This is the Github Repository for the paper "Teaching an Old LLM Secure Coding: Localized Preference Optimization on Distilled Preferences" (Link) that has been accepted to ACL 2025.
LLM generated code often contains security issues. We address two key challenges in improving secure code generation. First, obtaining high quality training data covering a broad set of security issues is critical. To address this, we introduce a method for distilling a preference dataset of insecure and secure code pairs from frontier LLMs, along with a security reasoning that explains the issues and the fix. The key idea here is to make use of security knowledge sources to devise a systematic prompting strategy that ensures broad coverage. Second, aligning models to secure code requires focusing on localized regions of code. Direct preference optimization methods, like SimPO, are not designed to handle these localized differences and turn out to be ineffective. We address this with a new localized preference optimization algorithm that masks the security related tokens in both the winning (secure) and losing (insecure) responses. To prevent loss in code quality, we also add a regularizer.
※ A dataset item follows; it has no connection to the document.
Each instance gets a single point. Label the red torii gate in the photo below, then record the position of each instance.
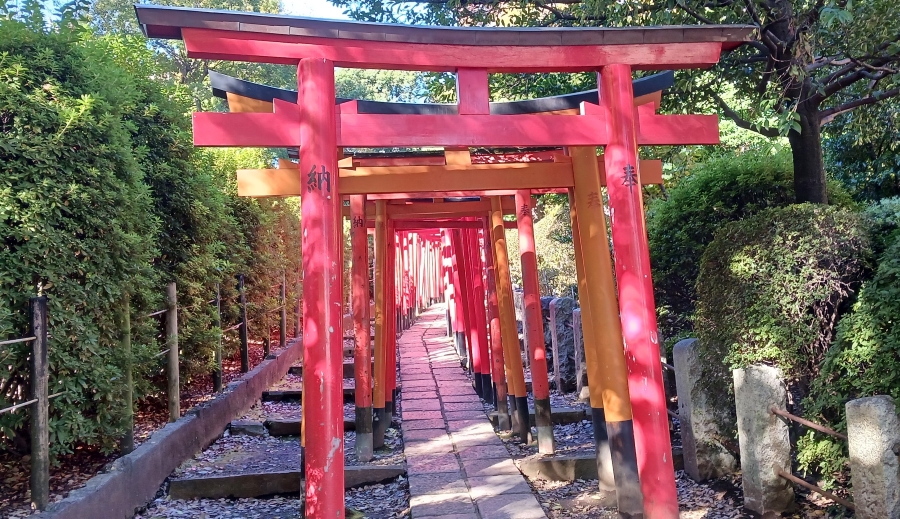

Evaluations show that both training on our dataset, DiSCo, and the new preference optimization algorithm, LPO, yield substantial reductions in code insecurity while also improving overall code quality.
- Overview
- Dataset Pipeline
- Installation
- Data
- Models
- Training
- Evaluation
- Generating Your Own Data
- Usage
- File Structure
- Configuration
- Requirements
- Citation
- Contributing
The DiSCo-LPO (Diverse Secure Code - Language Policy Optimization) project generates synthetic datasets containing:
- Vulnerable Python code with implicit security issues
- Corresponding secure versions with minimal fixes
- Reasoning explanations for why code is vulnerable/secure
- Task instructions that can guide LLM generation
This synthetic data is created using a multi-stage pipeline that leverages:
- Security rule databases (Bandit, CodeQL, CWE)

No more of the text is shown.